Sheryl Crow Hosts a Wide Range of Collaborators on the Star-Studded ‘Threads’

Sheryl Crow has enjoyed a quietly consistent third decade as a singer-songwriter, earning a Top Ten for her 2013 country debut Feels Like Home and a flurry of critical acclaim for her most recent effort, 2017’s aptly-titled Be Myself.
Threads, a sprawling, star-studded seventeen song album featuring everyone from Chuck D to Vince Gill, serves, then, as a victory lap of sorts. Crow has even said it will be her last full-length record. At its best, Crow’s recent work highlights the way the 57 year-old singer can draw out energy and excitement in both herself and the vocalists who accompany her. Indeed, many of the most successful moments here come in the form of old-fashioned duet ballads, from the piano-pop elegance of “Don’t,” her collab with folk-pop act Lucius, to the fragile confessionals with Willie Nelson (“Lonely Alone”) and Emmylou Harris (“Nobody’s Perfect” ). Songs like “Tell Me When It’s Over” and “Prive You Wrong,” meanwhile, show how Crow’s knack for writing roots-based pop-rock has only deepened over time.
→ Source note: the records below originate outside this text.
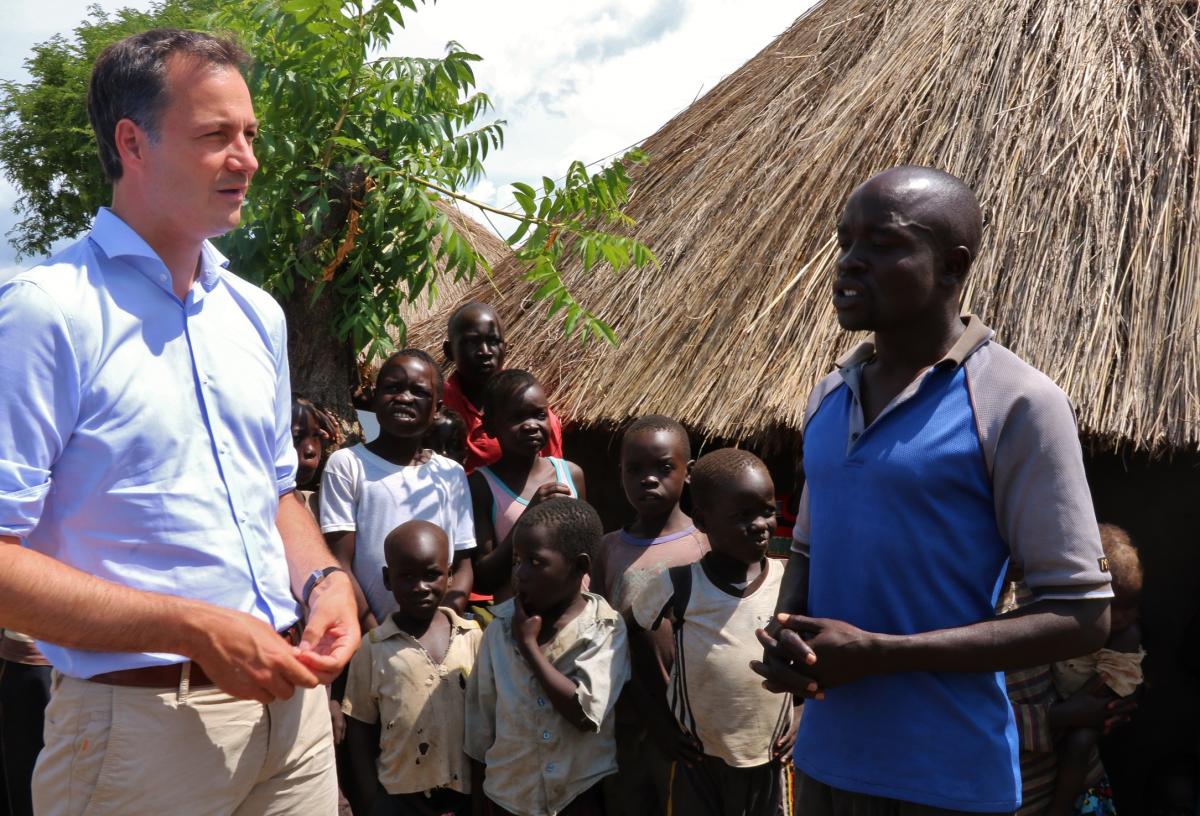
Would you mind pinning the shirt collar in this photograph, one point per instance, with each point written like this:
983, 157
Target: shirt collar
389, 629
117, 239
973, 336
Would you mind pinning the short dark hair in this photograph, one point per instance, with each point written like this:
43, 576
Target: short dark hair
456, 315
505, 385
574, 525
424, 357
303, 409
1125, 565
719, 469
654, 423
129, 81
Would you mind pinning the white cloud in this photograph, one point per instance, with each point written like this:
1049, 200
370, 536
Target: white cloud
581, 79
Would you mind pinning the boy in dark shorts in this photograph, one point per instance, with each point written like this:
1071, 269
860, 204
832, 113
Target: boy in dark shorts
540, 703
411, 673
726, 732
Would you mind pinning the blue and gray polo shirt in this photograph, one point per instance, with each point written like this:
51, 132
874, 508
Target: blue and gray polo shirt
910, 525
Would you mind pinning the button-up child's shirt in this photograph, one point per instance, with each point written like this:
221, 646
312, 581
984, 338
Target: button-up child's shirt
145, 439
419, 703
538, 761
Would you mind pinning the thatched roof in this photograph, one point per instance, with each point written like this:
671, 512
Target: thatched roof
448, 289
1075, 123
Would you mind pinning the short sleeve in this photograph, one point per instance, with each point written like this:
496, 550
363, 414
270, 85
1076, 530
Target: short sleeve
651, 599
555, 443
802, 531
462, 517
1043, 503
39, 401
480, 717
339, 490
359, 700
600, 671
285, 449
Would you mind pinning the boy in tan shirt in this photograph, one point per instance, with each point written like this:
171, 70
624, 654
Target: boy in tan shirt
406, 693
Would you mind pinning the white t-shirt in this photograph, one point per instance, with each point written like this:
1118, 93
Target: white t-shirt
713, 693
369, 495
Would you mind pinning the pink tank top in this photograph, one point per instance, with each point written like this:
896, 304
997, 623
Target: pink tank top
508, 507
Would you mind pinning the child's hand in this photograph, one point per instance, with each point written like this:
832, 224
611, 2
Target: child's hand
783, 745
526, 629
550, 490
337, 719
672, 741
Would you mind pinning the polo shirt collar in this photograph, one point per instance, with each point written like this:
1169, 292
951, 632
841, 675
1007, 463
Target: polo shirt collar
969, 342
117, 239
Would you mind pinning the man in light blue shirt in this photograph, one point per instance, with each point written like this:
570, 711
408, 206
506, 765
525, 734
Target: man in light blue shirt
149, 538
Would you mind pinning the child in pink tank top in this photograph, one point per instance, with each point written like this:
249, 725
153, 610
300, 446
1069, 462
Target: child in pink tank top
515, 412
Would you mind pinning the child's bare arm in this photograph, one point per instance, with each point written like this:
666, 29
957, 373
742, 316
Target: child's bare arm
1127, 640
495, 569
341, 544
577, 478
361, 751
561, 690
461, 582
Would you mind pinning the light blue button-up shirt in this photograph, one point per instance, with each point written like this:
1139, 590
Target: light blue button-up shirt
145, 439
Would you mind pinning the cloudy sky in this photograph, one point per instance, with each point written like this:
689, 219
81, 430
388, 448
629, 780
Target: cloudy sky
581, 79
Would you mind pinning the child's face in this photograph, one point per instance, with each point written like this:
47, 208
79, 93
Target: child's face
418, 573
405, 397
544, 577
307, 439
477, 345
522, 424
653, 471
739, 519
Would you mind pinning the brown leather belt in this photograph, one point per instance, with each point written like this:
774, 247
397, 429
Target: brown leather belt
169, 676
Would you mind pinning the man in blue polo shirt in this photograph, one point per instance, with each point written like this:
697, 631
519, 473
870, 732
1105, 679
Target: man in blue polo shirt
934, 457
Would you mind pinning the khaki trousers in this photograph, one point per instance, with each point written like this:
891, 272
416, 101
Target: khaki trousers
187, 751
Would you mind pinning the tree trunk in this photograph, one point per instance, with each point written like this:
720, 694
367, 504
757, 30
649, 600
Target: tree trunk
324, 369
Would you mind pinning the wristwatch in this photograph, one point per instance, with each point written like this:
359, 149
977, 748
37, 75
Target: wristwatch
315, 579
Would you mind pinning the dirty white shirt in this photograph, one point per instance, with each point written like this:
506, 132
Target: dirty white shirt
537, 761
419, 702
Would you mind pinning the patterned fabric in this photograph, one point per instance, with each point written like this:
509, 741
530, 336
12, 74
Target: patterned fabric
1097, 801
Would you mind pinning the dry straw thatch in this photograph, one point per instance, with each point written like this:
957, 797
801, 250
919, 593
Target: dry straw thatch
448, 289
1073, 120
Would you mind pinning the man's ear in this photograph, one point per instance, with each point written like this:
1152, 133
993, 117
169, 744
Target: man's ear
958, 263
131, 142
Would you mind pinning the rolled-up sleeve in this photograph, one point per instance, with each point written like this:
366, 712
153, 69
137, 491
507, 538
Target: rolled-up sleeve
1044, 507
285, 450
39, 401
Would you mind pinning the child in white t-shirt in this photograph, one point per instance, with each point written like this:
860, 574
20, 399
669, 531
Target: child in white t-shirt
371, 489
727, 735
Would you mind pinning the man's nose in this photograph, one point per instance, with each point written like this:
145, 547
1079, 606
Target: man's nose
241, 156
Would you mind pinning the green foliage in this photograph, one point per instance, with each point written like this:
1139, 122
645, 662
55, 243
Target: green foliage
354, 151
46, 142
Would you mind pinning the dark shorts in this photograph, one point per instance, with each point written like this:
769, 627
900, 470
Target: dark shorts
589, 803
814, 798
436, 803
712, 787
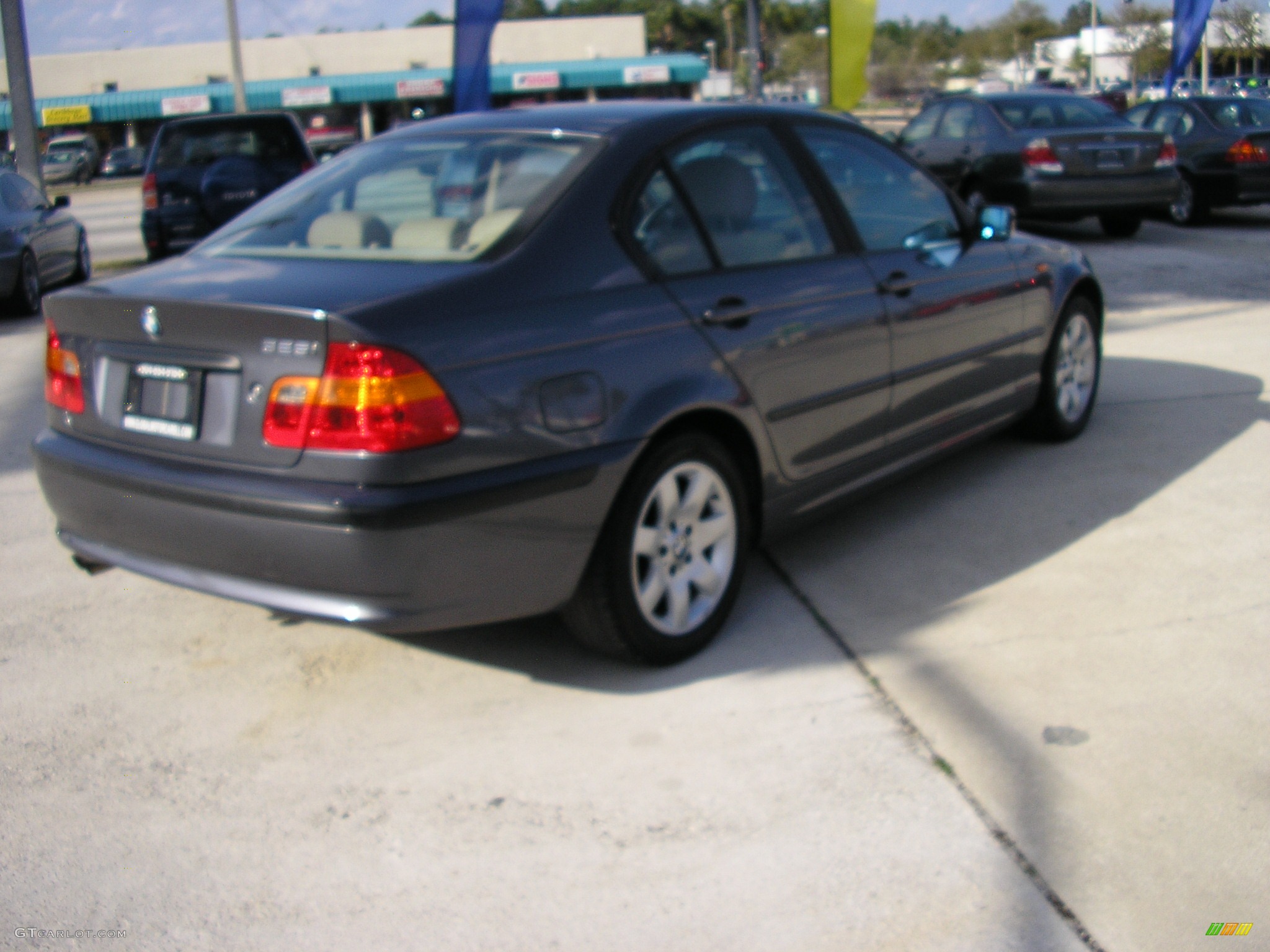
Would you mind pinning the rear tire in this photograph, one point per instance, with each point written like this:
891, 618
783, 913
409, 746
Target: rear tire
1070, 375
667, 568
1121, 225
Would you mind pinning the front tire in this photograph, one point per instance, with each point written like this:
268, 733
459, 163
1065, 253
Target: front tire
1070, 375
27, 294
1121, 225
667, 568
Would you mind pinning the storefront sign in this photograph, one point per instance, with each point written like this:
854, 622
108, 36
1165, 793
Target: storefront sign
535, 82
186, 106
306, 95
646, 75
66, 115
420, 89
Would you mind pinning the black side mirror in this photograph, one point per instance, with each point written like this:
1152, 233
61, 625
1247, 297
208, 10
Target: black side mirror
996, 223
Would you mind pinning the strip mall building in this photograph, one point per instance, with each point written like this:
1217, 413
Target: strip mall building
362, 83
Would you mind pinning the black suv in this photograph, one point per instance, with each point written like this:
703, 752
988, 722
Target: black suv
202, 172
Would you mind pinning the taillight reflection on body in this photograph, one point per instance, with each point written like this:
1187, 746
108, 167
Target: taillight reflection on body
368, 399
64, 387
1246, 152
1041, 155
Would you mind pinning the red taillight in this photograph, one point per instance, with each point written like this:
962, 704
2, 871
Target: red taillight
64, 387
1041, 156
1246, 152
368, 399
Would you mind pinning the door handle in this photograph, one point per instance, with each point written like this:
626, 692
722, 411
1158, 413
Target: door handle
897, 283
729, 311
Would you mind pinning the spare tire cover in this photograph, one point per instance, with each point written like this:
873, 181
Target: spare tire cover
231, 184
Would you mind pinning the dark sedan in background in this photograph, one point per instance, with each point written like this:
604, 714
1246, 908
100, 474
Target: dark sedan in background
123, 161
1053, 156
577, 357
1223, 150
41, 244
203, 170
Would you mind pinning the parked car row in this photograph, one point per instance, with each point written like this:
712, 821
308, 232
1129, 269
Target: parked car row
1057, 156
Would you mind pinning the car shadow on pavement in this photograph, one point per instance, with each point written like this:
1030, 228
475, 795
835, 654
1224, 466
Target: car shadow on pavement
915, 549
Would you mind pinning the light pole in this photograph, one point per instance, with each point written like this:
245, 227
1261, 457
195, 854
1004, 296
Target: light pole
22, 100
1094, 46
235, 58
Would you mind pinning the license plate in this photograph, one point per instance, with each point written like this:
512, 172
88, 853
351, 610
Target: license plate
1109, 159
163, 400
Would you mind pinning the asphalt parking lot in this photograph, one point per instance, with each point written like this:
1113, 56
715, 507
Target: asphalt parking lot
1060, 706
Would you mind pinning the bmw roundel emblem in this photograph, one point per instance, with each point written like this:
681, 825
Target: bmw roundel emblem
150, 322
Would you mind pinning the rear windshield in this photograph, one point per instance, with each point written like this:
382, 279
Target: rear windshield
1237, 113
445, 198
1055, 113
206, 143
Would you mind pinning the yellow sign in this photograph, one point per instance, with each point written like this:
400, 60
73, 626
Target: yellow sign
850, 41
66, 115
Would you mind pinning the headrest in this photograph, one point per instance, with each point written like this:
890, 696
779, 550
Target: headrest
349, 230
489, 227
426, 234
722, 190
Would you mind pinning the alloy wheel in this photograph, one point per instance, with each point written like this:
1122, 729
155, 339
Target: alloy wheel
1076, 368
685, 549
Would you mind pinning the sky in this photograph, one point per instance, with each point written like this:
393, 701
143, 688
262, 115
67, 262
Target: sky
75, 25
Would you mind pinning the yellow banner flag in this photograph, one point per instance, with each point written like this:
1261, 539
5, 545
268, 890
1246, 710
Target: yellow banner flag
850, 41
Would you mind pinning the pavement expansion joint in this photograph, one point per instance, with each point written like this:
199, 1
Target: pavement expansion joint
913, 731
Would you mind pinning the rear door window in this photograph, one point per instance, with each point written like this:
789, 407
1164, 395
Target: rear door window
207, 143
750, 198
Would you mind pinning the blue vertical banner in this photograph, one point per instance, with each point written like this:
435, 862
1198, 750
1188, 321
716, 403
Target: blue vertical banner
474, 25
1191, 18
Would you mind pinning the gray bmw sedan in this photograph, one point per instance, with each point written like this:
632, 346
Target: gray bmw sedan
575, 358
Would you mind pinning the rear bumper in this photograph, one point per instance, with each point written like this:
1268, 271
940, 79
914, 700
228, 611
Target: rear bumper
486, 547
1077, 197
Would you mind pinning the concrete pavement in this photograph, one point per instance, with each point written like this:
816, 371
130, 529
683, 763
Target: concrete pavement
208, 777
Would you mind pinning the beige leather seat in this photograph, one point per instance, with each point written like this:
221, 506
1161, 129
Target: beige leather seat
426, 234
349, 230
489, 229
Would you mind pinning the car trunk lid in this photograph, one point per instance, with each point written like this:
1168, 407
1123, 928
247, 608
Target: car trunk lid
184, 379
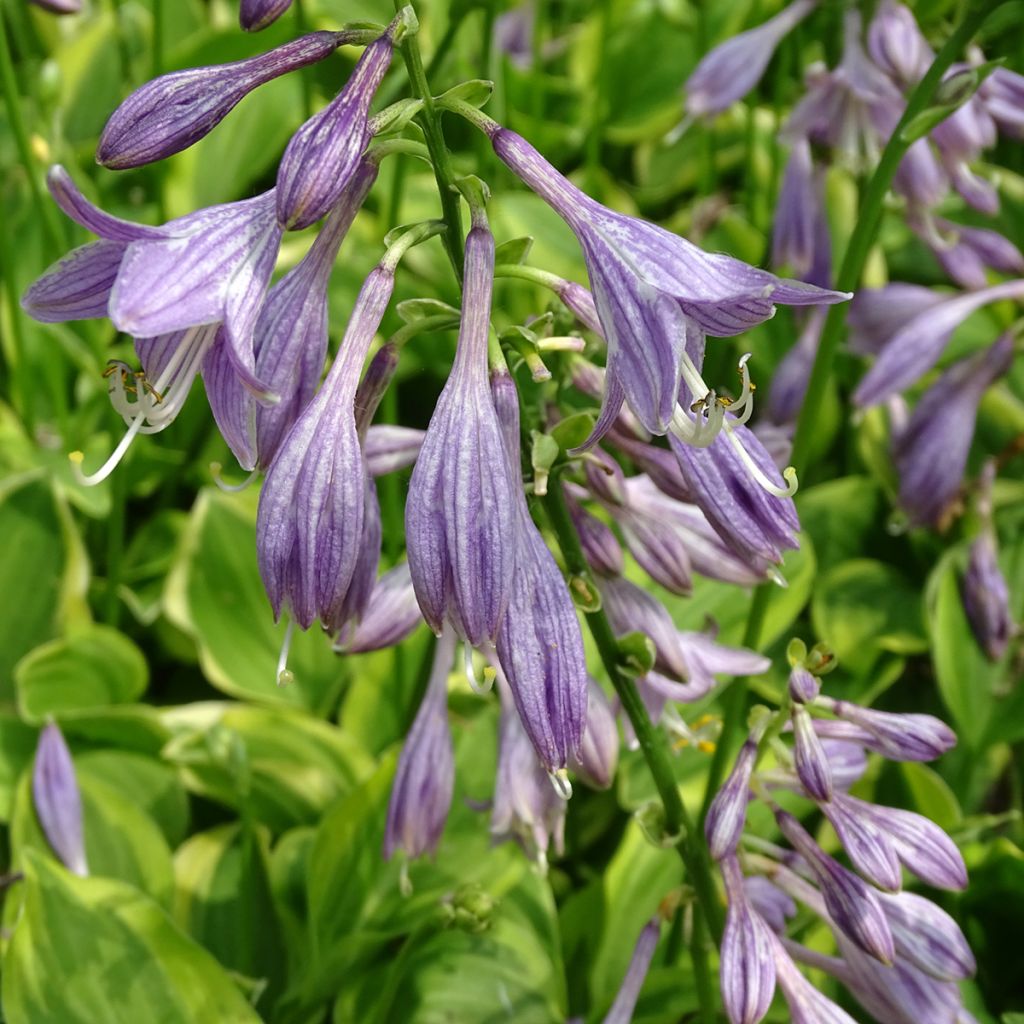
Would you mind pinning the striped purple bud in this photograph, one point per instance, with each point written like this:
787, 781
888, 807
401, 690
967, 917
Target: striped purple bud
851, 904
809, 757
325, 154
748, 967
57, 801
424, 780
173, 112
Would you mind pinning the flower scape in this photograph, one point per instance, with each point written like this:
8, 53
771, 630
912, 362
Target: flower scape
493, 647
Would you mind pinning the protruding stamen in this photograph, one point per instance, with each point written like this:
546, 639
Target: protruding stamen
285, 676
560, 780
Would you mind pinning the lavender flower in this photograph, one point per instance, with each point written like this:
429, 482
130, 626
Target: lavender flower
916, 345
57, 801
325, 154
748, 967
629, 992
655, 294
257, 14
309, 527
421, 795
931, 452
173, 112
728, 72
460, 516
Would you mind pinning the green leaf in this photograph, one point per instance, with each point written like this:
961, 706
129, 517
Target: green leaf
862, 607
90, 668
93, 949
223, 900
282, 767
41, 548
215, 595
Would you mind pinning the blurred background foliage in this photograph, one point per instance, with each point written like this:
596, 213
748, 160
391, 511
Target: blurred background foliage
233, 827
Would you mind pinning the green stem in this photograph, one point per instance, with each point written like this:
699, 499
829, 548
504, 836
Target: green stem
866, 227
430, 120
8, 81
655, 753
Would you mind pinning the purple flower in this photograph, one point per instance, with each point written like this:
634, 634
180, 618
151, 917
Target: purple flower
748, 967
57, 801
896, 44
390, 614
173, 112
655, 295
756, 524
851, 904
986, 597
421, 795
540, 646
257, 14
310, 523
728, 72
919, 342
527, 807
461, 512
931, 452
598, 756
325, 154
636, 973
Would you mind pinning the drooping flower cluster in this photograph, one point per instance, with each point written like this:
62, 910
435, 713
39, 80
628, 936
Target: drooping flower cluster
899, 954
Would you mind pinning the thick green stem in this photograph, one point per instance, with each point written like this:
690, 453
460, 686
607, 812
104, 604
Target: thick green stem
654, 748
866, 227
439, 156
8, 81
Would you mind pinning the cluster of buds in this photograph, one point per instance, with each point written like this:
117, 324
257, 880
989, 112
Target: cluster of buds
898, 953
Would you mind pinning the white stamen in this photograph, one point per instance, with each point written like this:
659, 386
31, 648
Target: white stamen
285, 676
560, 780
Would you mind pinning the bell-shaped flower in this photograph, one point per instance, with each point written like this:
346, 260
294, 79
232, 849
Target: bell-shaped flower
931, 451
598, 756
462, 506
655, 295
424, 779
527, 808
540, 646
172, 112
748, 966
389, 616
325, 154
57, 800
851, 904
757, 524
309, 526
643, 953
728, 72
257, 14
919, 342
896, 44
986, 597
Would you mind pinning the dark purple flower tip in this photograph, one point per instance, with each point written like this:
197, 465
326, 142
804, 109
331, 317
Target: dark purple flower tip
727, 813
257, 14
809, 756
748, 966
421, 795
986, 598
899, 737
463, 497
598, 756
58, 803
325, 153
310, 528
173, 112
927, 937
851, 904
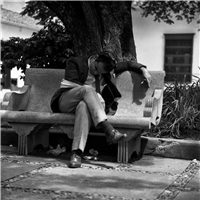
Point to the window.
(178, 57)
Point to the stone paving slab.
(9, 170)
(148, 178)
(107, 182)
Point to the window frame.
(185, 60)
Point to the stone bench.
(28, 111)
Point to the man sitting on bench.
(88, 90)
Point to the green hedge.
(181, 111)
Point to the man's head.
(105, 62)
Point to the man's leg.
(71, 98)
(81, 126)
(91, 106)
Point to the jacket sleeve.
(128, 66)
(71, 71)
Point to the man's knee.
(87, 89)
(81, 106)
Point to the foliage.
(181, 111)
(50, 47)
(165, 10)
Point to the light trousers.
(84, 102)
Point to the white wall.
(10, 30)
(149, 40)
(14, 5)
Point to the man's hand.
(147, 76)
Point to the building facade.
(172, 48)
(12, 24)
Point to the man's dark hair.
(107, 58)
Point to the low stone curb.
(171, 148)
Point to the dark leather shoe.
(75, 161)
(115, 137)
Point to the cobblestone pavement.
(48, 177)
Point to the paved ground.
(47, 177)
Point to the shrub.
(181, 111)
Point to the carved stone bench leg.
(30, 135)
(126, 148)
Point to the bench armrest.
(16, 100)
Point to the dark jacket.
(77, 71)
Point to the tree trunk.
(97, 25)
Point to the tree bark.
(97, 25)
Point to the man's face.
(101, 68)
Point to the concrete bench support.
(28, 111)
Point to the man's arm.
(135, 67)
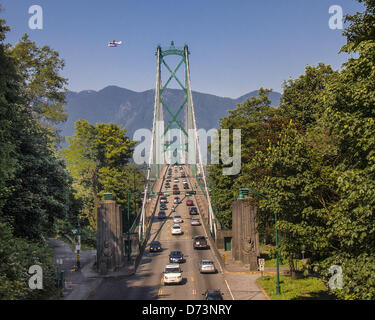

Crow is in the midst of a much-deserved critical renaissance, as indicated by the league of new artists like Maggie Rogers and Phoebe Bridgers who cover her music as well as the cadre of young songwriters (Maren Morris, St. Vincent) who appear on this generation-spanning collection. But too often does Crow treads into the type of anodyne Grammy Awards tribute-channeling collaboration that have plagued the singer’s mid-career. Originals like “Still The Good Old Days” (ft. Joe Walsh) and “Story of Everything” (ft. Andra Day, Gary Clark, and Chuck D) devolve into blues-lite riffing, while star-studded covers of George Harrison’s “Beware of Darkness” (Sting, Brandi Carlile) and Dylan’s “Everything Is Broken” (Jason Isbell) simply fall flat.
The special-guests duets record is a famously fraught exercise, one that’s almost predestined to be bogged down by its own attention-grabbing premise. Threads hardly escapes that predicament, but it’s filled with enough solid songcraft to make one hope that Crow isn’t, in fact, truly done with record making for good.